So currently I have 2 tables called listings and logs table. The listings table holds a products reference number and it's current status. So suppose if it's status was Publish currently and it's sold, the status updates to Sold. Here the refno. in this table is unique since the status can change for 1 product.
Now I have another table called Logs table, this table records all the status changes that have happened for a particular product(referenced by refno) in a particular timeframe. Suppose the Product with refno. 5 was Publish on 1st October and Sold on 2nd October, The logs table will display as:
Refno
status_from
status_to
logtime
5
Stock
Publish
2021-10-01
5
Publish
Sold
2021-10-02
This is how my tables currently look like:
Listings table:('D'=>'Draft','N'=>'Action','Y'=>'Publish')
Logs Table which I'm getting using the following statement:
SELECT refno, logtime, status_from, status_to FROM (
SELECT refno, logtime, status_from, status_to, ROW_NUMBER() OVER(PARTITION BY refno ORDER BY logtime DESC)
AS RN FROM crm_logs WHERE logtime < '2021-10-12 00:00:00' ) r
WHERE r.RN = 1 UNION SELECT refno, logtime, status_from, status_to
FROM crm_logs WHERE logtime <= '2021-10-12 00:00:00' AND logtime >= '2015-10-02 00:00:00'
ORDER BY `refno` ASC
The logs table makes a new record every status change made and passes the current timestamp as the logtime, and the listings table changes/updates the status and updates its update_date.

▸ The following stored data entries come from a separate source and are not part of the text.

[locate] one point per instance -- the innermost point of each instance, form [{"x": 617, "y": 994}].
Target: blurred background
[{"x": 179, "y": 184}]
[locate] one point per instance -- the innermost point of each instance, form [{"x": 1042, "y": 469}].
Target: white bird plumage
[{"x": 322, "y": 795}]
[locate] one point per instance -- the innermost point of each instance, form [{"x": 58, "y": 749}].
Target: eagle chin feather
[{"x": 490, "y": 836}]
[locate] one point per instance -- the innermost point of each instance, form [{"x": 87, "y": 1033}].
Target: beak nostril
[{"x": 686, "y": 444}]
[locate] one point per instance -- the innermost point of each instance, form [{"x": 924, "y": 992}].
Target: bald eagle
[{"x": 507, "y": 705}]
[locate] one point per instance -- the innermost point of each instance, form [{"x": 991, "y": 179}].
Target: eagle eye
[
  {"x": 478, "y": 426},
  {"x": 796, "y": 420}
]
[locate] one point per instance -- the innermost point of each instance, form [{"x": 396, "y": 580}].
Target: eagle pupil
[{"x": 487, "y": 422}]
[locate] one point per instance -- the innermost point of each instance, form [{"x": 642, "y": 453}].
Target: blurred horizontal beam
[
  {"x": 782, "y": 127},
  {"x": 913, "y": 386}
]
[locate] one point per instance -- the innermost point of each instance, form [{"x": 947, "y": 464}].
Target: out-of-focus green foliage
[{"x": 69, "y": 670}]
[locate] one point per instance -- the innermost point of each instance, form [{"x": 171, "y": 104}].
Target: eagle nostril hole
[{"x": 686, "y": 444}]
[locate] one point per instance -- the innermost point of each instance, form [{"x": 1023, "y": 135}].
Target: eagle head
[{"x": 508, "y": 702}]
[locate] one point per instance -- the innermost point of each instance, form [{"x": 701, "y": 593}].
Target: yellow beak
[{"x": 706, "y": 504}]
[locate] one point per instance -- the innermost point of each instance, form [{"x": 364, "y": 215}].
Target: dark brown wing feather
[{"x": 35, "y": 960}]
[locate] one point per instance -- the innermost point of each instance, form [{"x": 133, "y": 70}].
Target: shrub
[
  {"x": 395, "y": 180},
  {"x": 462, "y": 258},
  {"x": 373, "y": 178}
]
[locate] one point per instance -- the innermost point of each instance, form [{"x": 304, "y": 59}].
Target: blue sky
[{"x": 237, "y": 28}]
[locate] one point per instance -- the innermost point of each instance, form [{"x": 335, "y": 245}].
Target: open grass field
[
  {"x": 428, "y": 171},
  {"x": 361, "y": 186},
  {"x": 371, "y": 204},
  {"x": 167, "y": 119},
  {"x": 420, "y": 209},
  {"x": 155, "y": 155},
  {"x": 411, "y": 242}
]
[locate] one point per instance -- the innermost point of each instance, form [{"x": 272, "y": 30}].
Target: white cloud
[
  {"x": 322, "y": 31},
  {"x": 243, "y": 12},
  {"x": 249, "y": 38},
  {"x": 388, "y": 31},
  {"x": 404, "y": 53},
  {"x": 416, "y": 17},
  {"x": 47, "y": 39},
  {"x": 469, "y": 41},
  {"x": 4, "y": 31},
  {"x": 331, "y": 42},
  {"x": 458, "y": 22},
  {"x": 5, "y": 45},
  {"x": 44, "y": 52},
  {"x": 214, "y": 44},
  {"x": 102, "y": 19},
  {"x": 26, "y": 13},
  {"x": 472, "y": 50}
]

Now to get the total listings as of today I'm using the following statement:
SELECT SUM(status_to = 'D') AS draft, SUM(status_to = 'N') AS action, SUM(status_to = 'Y') AS publish FROM `crm_listings`
And this returns all the count data for status as of the current day.
Now this is where it gets confusing for me. So suppose today the count under action is 10 and tomorrow it'll be 15, and I want to retrieve the total that was present yesterday(10). So for this what I would've to do is take todays total(15) and subtract all the places where a product was changed to draft in between yesterday and today(Total count today in listing table - count(*) where status_to='Action' from logs table). Or vice versa, if yesterday it was 10 under action and today it is 5, it should add the values from the status_from column in logs table
Note: Refno isn't unique in my logs table since a product with the same refno can be marked as publish 1 day and unpublish another, but it is unique in my listings table.
Link to dbfiddle: https://dbfiddle.uk/?rdbms=mysql_8.0&fiddle=01cb3ccfda09f6ddbbbaf02ec92ca894
I am sure it can be simplifed or better. But its my query and logic :
I found status_changes per refno's and calculated total changes from the desired day to present :
select status_logs, sum(cnt_status) to_add from (
SELECT
status_to as status_logs, -1*count(*) cnt_status
FROM logs lm
where
id = (select max(id) from logs l where l.refno = lm.refno) and
logtime >= '2021-10-01 00:00:00'
group by status_to
union all
SELECT
status_from, count(*) cnt_status_from
FROM logs lm
where
id = (select max(id) from logs l where l.refno = lm.refno) and
logtime >= '2021-10-01 00:00:00'
group by status_from ) total_changes
group by status_logs
I matched the keys between listings table and logs table by converting listings table keys :
select
case status
when 'D' THEN 'Draft'
when 'A' THEN 'Action'
when 'Y' THEN 'Publish'
when 'S' THEN 'Sold'
when 'N' THEN 'Let'
END status_l ,COUNT(*) c
from listings
group by status
I joined them and add the calculations to total sum of current data.
I had to use full outer join , so i have one left and one right join with the same subqueries.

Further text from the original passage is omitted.